All right. Time for me, literary semi-wanker, to do this.

William Gibson is, pretty much, a literary author. He's an English major (and former antiques picker - hence the cloisonné).

Most science fictions are, frankly terrible fucking writers. What's considered "proper" spec fic writing is considered by pretty much everyone else, absolutely shithouse writing. Yet, of course, this sort of writing is so commonplace that it's become the hallmark of the genre - it's simply how you must write science fiction.

We're talking the exposition, the info-dumps, the overwrought detail, the pointless technical asides that add nothing to the plot - it's the author jerking off in your face about how smart he is, not telling a good story for the readers.

>This is my first dip into hard SF

Interestingly, a lot of people don't consider Gibson "hard" SF, or even cyberpunk in general to be "hard".

Now, it's been my experience as a massive Gibson fan, that most "proper" science-fiction fans absolutely hate Gibson, and will shit on him at every opportunity.

I made the mistake of mentioning I was a Gibson fan - his prose is amazing by the way, and his use of voice in ATP is amazing - during my fine arts writing degree in uni, and that meant, unfortunately, lecture fuckin' paired me up with the Comp Sci and Engineering students who took our classes as electives for - heh - "easy marks".

These were hardcore nerds who boasted about only reading science fiction, hard science fiction, diamond-dick hard science fiction, 900 page novels that were part of the seven book Heptology.
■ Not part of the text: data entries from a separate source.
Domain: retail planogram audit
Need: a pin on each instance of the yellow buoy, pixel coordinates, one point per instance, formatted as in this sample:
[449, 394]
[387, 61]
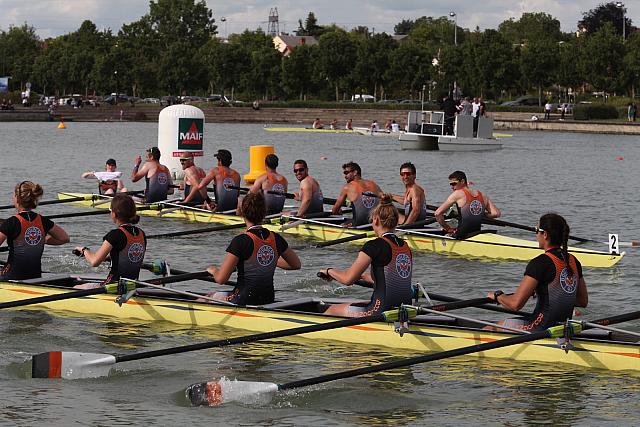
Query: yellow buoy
[257, 154]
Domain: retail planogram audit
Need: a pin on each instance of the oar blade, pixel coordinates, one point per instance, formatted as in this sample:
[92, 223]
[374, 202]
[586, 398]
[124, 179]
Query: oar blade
[217, 392]
[71, 365]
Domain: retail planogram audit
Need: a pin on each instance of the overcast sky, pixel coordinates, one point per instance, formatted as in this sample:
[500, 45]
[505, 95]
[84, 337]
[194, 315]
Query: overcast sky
[56, 17]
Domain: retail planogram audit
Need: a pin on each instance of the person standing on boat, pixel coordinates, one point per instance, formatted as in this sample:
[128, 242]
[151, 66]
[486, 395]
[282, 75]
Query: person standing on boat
[124, 246]
[358, 191]
[310, 195]
[414, 199]
[223, 178]
[272, 185]
[157, 176]
[26, 233]
[554, 277]
[109, 182]
[390, 261]
[472, 206]
[255, 254]
[192, 177]
[349, 124]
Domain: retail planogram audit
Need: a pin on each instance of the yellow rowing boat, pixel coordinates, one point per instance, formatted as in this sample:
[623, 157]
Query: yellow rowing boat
[604, 350]
[486, 245]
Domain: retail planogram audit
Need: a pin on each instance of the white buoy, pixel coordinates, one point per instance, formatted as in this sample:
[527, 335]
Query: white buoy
[180, 129]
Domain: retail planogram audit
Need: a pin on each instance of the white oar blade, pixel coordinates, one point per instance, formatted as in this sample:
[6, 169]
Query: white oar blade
[71, 365]
[217, 392]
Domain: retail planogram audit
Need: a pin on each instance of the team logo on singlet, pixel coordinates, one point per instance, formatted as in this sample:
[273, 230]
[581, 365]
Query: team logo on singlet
[265, 255]
[368, 201]
[475, 207]
[278, 188]
[228, 182]
[403, 265]
[32, 236]
[136, 252]
[568, 283]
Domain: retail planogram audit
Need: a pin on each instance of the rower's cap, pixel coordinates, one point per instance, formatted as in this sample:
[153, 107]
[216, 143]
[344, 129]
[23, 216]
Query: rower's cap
[223, 155]
[155, 152]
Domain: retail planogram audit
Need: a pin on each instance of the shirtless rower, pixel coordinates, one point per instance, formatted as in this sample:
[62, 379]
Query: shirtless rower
[157, 176]
[310, 194]
[223, 178]
[109, 182]
[472, 205]
[192, 177]
[414, 199]
[353, 191]
[270, 183]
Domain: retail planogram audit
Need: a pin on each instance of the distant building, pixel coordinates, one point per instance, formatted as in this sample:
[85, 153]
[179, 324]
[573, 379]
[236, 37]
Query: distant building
[286, 44]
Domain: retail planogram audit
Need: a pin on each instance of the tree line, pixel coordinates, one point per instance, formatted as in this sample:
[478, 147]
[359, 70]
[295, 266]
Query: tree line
[174, 50]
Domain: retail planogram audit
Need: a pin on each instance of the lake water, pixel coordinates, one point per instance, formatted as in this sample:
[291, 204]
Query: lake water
[590, 179]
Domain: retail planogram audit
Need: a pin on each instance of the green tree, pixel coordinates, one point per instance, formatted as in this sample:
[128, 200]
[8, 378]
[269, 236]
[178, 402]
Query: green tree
[19, 47]
[335, 58]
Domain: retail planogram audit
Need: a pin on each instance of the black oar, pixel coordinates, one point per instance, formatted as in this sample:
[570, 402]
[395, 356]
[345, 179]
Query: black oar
[325, 200]
[364, 235]
[221, 391]
[111, 288]
[72, 365]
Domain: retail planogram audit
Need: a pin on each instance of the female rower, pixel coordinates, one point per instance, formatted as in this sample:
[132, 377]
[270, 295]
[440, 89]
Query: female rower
[255, 254]
[555, 277]
[391, 263]
[124, 245]
[26, 234]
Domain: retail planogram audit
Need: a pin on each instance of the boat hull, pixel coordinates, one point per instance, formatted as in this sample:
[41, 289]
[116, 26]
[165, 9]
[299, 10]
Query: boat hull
[422, 338]
[491, 246]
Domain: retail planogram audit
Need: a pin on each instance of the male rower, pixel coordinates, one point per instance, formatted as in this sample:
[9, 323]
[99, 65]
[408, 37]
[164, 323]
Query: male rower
[157, 176]
[223, 178]
[272, 184]
[109, 181]
[310, 194]
[363, 194]
[414, 199]
[472, 206]
[192, 177]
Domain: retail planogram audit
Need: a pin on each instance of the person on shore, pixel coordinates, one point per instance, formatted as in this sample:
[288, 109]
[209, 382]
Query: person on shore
[472, 206]
[193, 175]
[124, 246]
[362, 193]
[555, 278]
[26, 233]
[255, 254]
[272, 185]
[157, 176]
[349, 124]
[390, 261]
[310, 195]
[225, 184]
[109, 181]
[414, 199]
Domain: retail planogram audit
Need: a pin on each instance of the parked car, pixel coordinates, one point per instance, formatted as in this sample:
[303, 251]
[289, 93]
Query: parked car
[524, 101]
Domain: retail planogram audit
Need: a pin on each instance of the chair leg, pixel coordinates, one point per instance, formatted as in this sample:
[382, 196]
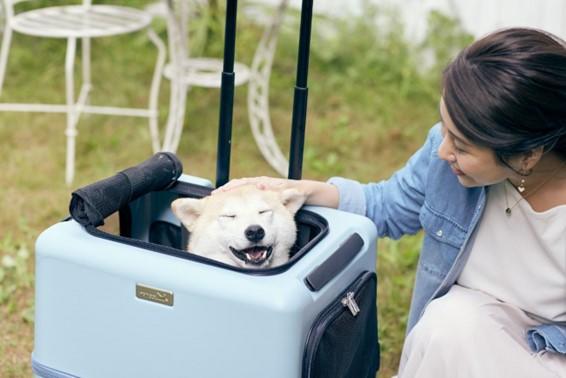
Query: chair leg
[176, 116]
[71, 131]
[180, 117]
[154, 92]
[6, 42]
[85, 47]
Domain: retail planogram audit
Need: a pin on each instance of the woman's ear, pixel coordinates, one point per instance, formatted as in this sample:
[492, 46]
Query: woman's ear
[531, 158]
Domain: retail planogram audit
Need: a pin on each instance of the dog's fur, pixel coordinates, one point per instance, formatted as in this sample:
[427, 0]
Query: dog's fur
[245, 226]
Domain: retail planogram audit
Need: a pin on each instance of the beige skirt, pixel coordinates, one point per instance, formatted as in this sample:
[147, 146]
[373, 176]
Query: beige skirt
[469, 334]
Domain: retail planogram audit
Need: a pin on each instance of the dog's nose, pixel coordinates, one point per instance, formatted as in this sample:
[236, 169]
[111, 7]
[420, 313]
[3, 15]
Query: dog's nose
[254, 233]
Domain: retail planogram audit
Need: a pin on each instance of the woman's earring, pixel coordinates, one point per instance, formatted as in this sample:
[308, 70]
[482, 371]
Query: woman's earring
[521, 188]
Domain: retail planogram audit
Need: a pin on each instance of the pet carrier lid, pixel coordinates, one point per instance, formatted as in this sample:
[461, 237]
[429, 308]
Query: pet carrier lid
[227, 95]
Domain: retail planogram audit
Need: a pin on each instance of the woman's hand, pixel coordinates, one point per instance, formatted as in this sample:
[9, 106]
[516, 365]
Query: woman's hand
[317, 193]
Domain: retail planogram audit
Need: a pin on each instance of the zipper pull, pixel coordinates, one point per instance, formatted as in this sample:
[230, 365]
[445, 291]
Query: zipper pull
[350, 302]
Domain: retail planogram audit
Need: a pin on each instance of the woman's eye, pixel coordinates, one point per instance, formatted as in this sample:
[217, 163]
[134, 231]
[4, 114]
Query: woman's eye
[459, 150]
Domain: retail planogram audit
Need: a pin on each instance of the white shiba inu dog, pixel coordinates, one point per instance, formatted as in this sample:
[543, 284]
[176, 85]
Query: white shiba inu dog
[245, 226]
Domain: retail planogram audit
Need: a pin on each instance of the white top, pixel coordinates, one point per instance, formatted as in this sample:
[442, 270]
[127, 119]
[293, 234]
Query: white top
[520, 259]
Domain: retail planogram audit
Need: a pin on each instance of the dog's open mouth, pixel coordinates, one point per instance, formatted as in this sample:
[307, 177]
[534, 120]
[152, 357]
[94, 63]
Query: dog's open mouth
[255, 255]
Books that had the worse excesses of science fiction writing like I'd mentioned above.

And they hated Gibson. His prose is "fruity", and the lack of over-description meant he was "dumb" because he didn't prove he knew what he was one about. (Why isn't there three whole pages describing how Molly's lenses integrated with her orbital sockets? How they're powered? What material they're made from, and how it was fashioned into lenses? Truth is, for the story, it don't matter...)

The focus on humanity and human characters, not tech, driving the plot forward also bugged them, and keeping track of the characters is a problem.
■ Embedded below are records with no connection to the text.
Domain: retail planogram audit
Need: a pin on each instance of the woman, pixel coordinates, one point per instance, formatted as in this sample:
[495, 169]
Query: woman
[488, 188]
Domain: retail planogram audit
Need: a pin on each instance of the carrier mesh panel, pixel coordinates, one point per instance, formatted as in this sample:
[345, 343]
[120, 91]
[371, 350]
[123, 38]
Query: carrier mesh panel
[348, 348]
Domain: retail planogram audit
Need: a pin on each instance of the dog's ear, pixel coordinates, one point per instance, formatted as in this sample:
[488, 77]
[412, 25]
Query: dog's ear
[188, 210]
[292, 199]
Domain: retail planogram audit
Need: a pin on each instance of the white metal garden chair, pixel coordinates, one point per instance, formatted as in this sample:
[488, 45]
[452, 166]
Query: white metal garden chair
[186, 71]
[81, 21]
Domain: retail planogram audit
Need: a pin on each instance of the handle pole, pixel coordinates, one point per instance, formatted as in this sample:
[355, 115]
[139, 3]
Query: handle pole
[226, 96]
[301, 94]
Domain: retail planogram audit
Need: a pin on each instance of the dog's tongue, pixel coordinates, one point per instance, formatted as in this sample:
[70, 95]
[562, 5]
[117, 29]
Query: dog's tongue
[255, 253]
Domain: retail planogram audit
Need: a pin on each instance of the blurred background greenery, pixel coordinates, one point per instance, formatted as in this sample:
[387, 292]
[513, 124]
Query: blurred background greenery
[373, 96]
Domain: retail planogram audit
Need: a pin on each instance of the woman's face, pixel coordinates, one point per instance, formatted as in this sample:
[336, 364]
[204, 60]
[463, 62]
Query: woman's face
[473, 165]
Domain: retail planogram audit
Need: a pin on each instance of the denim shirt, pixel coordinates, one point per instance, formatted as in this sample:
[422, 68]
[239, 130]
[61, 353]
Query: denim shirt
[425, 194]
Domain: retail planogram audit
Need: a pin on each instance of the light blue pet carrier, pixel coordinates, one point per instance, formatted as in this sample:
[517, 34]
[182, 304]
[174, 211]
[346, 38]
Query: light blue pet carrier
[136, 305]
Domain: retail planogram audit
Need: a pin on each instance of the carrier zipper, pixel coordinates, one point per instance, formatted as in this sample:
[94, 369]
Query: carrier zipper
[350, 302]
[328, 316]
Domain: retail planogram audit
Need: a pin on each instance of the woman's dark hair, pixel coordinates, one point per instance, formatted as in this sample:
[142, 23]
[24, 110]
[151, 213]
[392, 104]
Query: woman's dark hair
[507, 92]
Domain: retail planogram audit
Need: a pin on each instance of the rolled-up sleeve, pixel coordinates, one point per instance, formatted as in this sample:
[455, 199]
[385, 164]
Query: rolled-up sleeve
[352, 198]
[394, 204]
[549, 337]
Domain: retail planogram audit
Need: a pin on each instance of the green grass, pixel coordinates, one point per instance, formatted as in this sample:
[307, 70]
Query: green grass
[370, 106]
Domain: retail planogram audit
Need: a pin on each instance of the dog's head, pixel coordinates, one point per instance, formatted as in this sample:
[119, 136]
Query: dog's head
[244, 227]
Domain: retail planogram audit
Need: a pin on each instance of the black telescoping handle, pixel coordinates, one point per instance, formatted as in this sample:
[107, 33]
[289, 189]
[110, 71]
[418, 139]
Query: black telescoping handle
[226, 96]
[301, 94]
I'd mention some of the authors they'd read here, if I could remember them. They were out-there names you've never heard of and have to really track down. Melvin Updike? Sergei Komininsky? Who knows?

Finally, unlike a lot of "proper" science fiction authors, Gibson has no institutionalised cultural capital. A lot of these guys were pissed that someone with an English degree was - gasp! - daring to write science fiction.

Long story short, these sort of SF fans tend to dominated SF. And they're gatekeepers, the guys who decide what's good SF and what's bad. And that's why you hear so much negativity around Gibson.

>It’s described in a way that makes me think that you’re not supposed to get everything from the text and you kinda fill it out in your mind. Some descriptions aren’t very clear at all but taking from what’s in the text and imagining what makes sense in my mind works perfectly fine.

And that, my friend, is good writing - which Gibson excels at, and most spec-fic authors frankly suck at. That's what good writing is meant to do, stimulate your imagination, not simply piss words into the empty space between your ears like your noggin's a skull-shaped urinal.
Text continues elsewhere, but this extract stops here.